Simon Willison describes in his blog post git-history, a python tool which leverages a pattern, previously described by Simon to scrape web content via Github actions. Basically the pattern scrapes a web resource and commits differences into a git repository.

I wanted to try this pattern on a to this date static source of open data, to supply the future with a time series of this former static source. So I did with the parking data of Frankfurt and you can inspect the data in this repository.

In the following plot you see the occupancy of parking space in Frankfurt, for the last 1000 rows generated out of the repositories history.

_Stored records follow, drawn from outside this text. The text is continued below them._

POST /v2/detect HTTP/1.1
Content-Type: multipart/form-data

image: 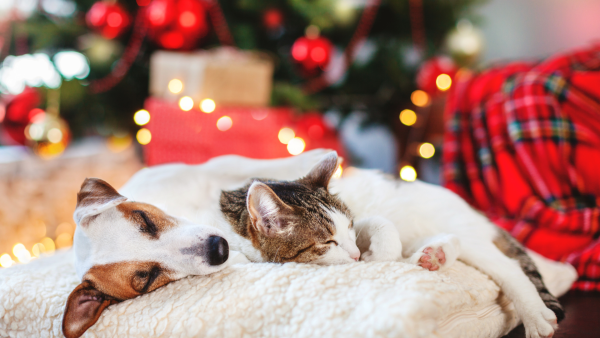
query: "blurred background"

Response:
[0,0,600,267]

Random collection of parking blocks

Also if you feel weird about the concept of time series, which is the default for git-history, you can import alternatively non-different versions via a own flag. So you can customize the the invocation to your own needs. The import defaults to input content in JSON format. So in case you are importing something different, you define a custm input-conversion routine for this and indicate it with the flag --convert. In the case of the Frankfurt parking data it looks like the following (just some bits bits of the final code):

git-history file ffm-parking.db parkdaten_dyn.xml --convert 'tree = xml.etree.ElementTree.fromstring(content)
# ...
areas = []
for el in tree[1][3][0].findall("{}parkingAreaStatus"):
        areas.append({"id": e(el, "parkingAreaReference").get("id"),\
        "occupancy": e(el, "parkingAreaOccupancy").text,\

return areas # ...
' --id id --import xml.etree.ElementTree

Feel free to download the data of the repository and visualize it. Searching for git-scraping is a collection of many more examples using this this techniqe.

Update 12/05/2022: Unfortunately the open data portal has removed the dataset from it’s platform on the 17th of December 2021. And its removed until today. I suppose it’s no coincidence in the light of log4shell vulnerability.